Lirael didn’t answer, but faint lines of golden light began to run in hairline cracks through the giant owl shape. The lines ran together till Sam could see individual Charter marks; then the whole thing began to blaze so brightly that Sam had to back off, shielding his eyes against the brilliance.
Then there was only soft twilight in his eyes, as the sun slowly set on the Old Kingdom side. And there was Lirael, lying spread-eagled on her stomach, groaning.
“Ow! Every muscle in my entire body hurts,” she muttered, slowly pushing herself up with her hands. “And I feel absolutely disgusting! Worse than the mud, that Charter-skin. Where’s the Dog?”
“Here, Mistress,” answered the Disreputable Dog, rushing over to surprise Lirael with a lick to her open mouth. “That was fun. Particularly flying over that man.”
“That wasn’t intentional,” said Lirael, using the Dog as a crutch to help herself up. “I was just as surprised as he was. Let’s just hope that we’ve saved enough time to make it worthwhile.”
“If we can get across the Wall – and the Perimeter – tonight, we have to be ahead of Hedge,” said Sam. “How fast can a barge go, after all?”
It was a rhetorical question, but it was answered.
“With a spelled wind, they could sail more than sixty leagues in a day and night,” said Mogget, a hidden voice of authority from inside Sam’s pack. “I would presume they reached the Redmouth around noon today. From there, who knows? It depends how quickly they can move the hemispheres.

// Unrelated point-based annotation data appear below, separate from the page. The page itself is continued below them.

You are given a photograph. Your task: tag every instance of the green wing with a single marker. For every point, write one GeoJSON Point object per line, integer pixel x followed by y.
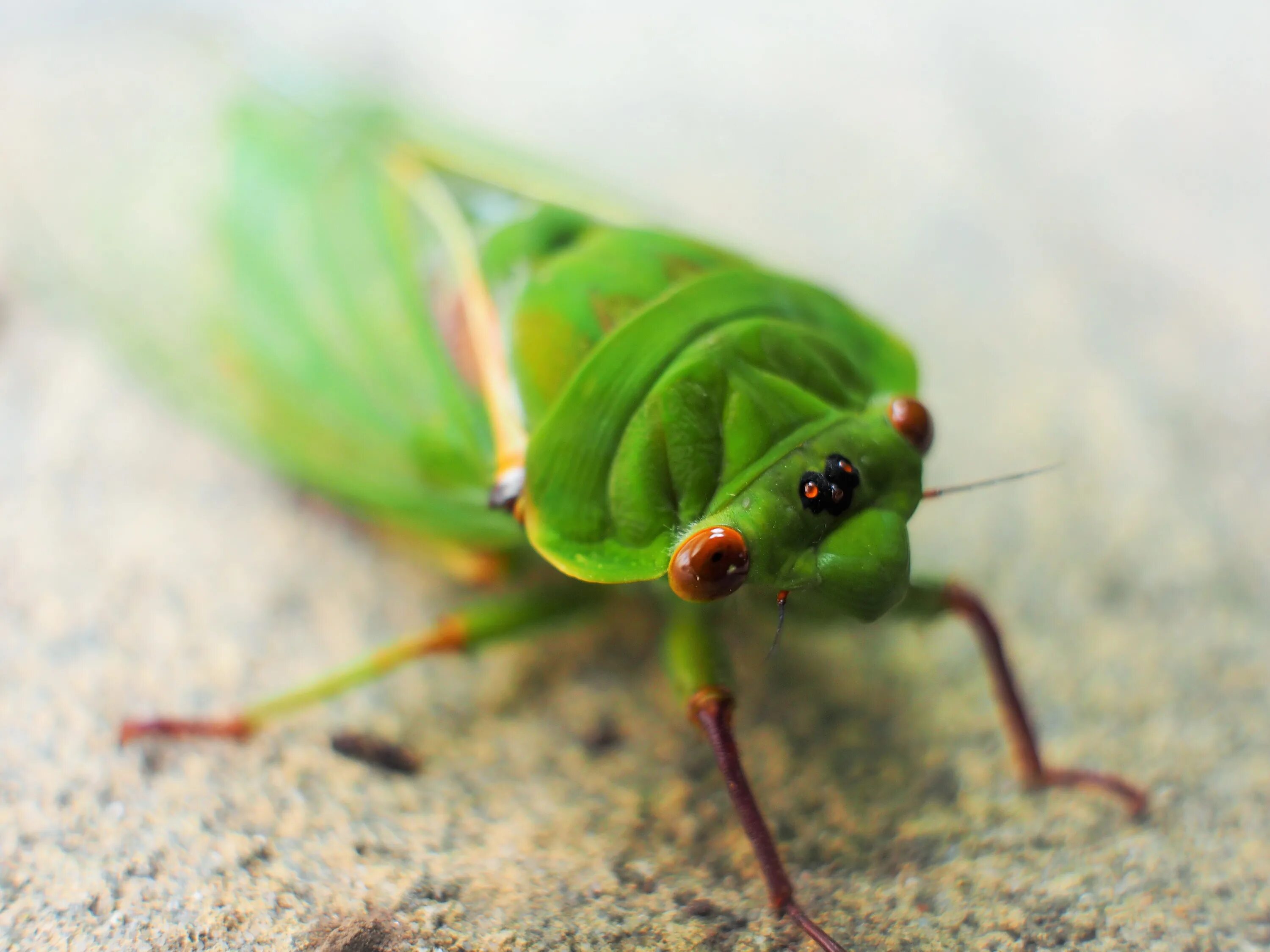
{"type": "Point", "coordinates": [326, 327]}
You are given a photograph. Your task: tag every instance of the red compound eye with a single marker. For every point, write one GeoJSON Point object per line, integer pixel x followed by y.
{"type": "Point", "coordinates": [709, 564]}
{"type": "Point", "coordinates": [914, 422]}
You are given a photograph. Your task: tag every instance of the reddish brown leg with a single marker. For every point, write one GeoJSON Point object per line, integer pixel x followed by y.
{"type": "Point", "coordinates": [1019, 732]}
{"type": "Point", "coordinates": [174, 728]}
{"type": "Point", "coordinates": [712, 707]}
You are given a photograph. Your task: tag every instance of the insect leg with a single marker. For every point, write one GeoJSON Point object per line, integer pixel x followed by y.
{"type": "Point", "coordinates": [696, 664]}
{"type": "Point", "coordinates": [468, 630]}
{"type": "Point", "coordinates": [930, 600]}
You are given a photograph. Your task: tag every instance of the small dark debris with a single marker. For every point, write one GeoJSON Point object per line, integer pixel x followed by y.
{"type": "Point", "coordinates": [701, 909]}
{"type": "Point", "coordinates": [365, 933]}
{"type": "Point", "coordinates": [425, 891]}
{"type": "Point", "coordinates": [604, 737]}
{"type": "Point", "coordinates": [375, 752]}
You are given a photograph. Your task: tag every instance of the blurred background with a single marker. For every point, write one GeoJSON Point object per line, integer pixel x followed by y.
{"type": "Point", "coordinates": [1063, 207]}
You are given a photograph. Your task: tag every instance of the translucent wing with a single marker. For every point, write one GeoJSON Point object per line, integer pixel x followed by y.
{"type": "Point", "coordinates": [317, 314]}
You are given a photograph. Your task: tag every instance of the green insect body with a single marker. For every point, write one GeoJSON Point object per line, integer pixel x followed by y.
{"type": "Point", "coordinates": [687, 412]}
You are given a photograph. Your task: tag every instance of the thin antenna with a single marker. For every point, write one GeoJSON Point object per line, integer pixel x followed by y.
{"type": "Point", "coordinates": [780, 621]}
{"type": "Point", "coordinates": [994, 482]}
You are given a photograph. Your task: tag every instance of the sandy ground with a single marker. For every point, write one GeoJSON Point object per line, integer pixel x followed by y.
{"type": "Point", "coordinates": [1068, 217]}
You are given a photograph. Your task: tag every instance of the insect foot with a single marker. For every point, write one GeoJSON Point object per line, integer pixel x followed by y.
{"type": "Point", "coordinates": [507, 489]}
{"type": "Point", "coordinates": [712, 709]}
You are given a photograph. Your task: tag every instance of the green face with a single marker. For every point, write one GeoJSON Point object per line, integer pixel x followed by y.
{"type": "Point", "coordinates": [798, 527]}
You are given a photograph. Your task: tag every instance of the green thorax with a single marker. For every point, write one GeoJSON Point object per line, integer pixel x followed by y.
{"type": "Point", "coordinates": [665, 379]}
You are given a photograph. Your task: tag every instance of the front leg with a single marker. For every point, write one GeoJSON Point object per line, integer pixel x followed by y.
{"type": "Point", "coordinates": [696, 663]}
{"type": "Point", "coordinates": [933, 600]}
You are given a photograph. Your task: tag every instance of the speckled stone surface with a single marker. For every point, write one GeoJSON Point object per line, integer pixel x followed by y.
{"type": "Point", "coordinates": [1067, 215]}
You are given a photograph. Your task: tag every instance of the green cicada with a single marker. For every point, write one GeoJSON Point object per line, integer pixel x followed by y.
{"type": "Point", "coordinates": [472, 352]}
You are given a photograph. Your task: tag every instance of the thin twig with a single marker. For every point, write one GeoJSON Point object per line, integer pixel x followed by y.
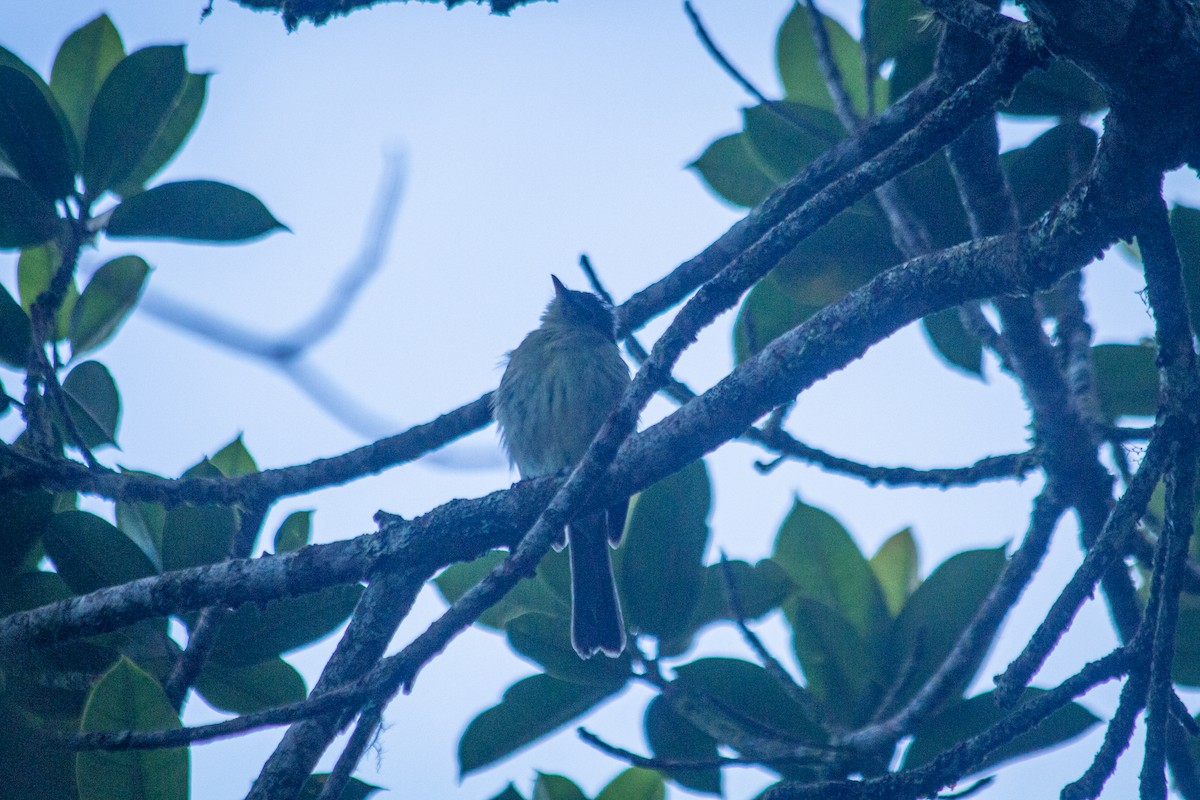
{"type": "Point", "coordinates": [774, 668]}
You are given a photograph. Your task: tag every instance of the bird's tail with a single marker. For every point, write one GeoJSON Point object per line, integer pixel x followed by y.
{"type": "Point", "coordinates": [597, 625]}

They may even have crossed, and time is disjointed between the Old Kingdom and Ancelstierre. Hedge – aided by the Destroyer – may even be able to manipulate that difference to gain a day... or more.”
“Ever cheerful, aren’t you, Mogget?” said Lirael. She actually felt surprisingly cheerful herself, and not as tired as she’d thought she was. She felt quietly proud that the giant owl Charter-skin had worked, and she was sure that they had got ahead of Hedge and his barges.
“I suppose we should push on,” she said. Better not to count her apples before the tree grew. “Sam, I hadn’t actually thought of this, but how will we get into Ancelstierre? How do we get across the Wall?”
“The Wall is the easy part,” replied Sam. “There are lots of old gates. They’ll be locked and warded, except for the one at the current Crossing Point, but I think I can open them.”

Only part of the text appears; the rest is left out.